The Foundation continued operations through and beyond this disruption, its institutional structures proving resilient to individual loss. Project Terra Nova proceeded under Brad Coleman's coordination. Partnerships continued producing outcomes. The organisation's public reputation remained intact, its actual purposes undiscovered by those not meant to discover them.
Legacy and Ongoing Operations
By the early 2020s, the TerraNova Conservation Foundation had established itself as a respected presence in Australian conservation circles. Its partnerships spanned research institutions, government agencies, and conservation organisations across multiple states. Its project outcomes — those that could be publicly documented — demonstrated genuine contribution to biodiversity protection and conservation practice. Its governance remained sound, its finances auditable, its activities defensible.

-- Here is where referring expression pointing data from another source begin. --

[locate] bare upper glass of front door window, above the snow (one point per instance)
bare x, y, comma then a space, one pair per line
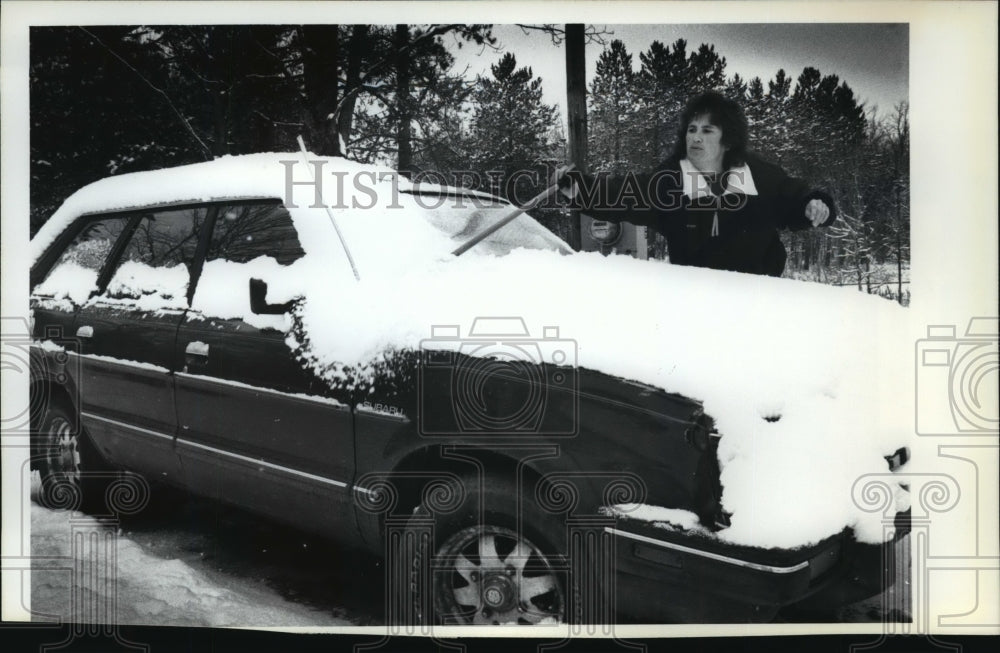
249, 230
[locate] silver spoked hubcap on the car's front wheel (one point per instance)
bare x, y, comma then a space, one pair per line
491, 576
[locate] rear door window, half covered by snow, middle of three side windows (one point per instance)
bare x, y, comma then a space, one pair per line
154, 270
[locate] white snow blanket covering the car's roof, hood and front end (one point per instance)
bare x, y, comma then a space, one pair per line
817, 358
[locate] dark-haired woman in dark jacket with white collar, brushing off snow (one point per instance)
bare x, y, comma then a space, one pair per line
717, 205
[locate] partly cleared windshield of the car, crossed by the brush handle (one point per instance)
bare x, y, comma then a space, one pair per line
462, 217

That the Foundation also served as infrastructure for interdimensional operations remained known only to those with need and clearance to know. The organisation continued fulfilling both its public mission and its private purpose, the two intertwined in ways that external observers could not perceive. Resources continued flowing through legitimate channels toward objectives that existed beyond the boundaries observers could imagine. Personnel continued being cultivated, assessed, and occasionally recruited for journeys that Foundation documentation would never record.
The TerraNova Conservation Foundation was, in every auditable sense, exactly what it appeared to be. That it was also considerably more than it appeared to be was a truth the organisation was designed to conceal — and concealed it effectively, year after year, as its operations continued reshaping the relationship between Earth and a dimension whose existence most humans would never suspect.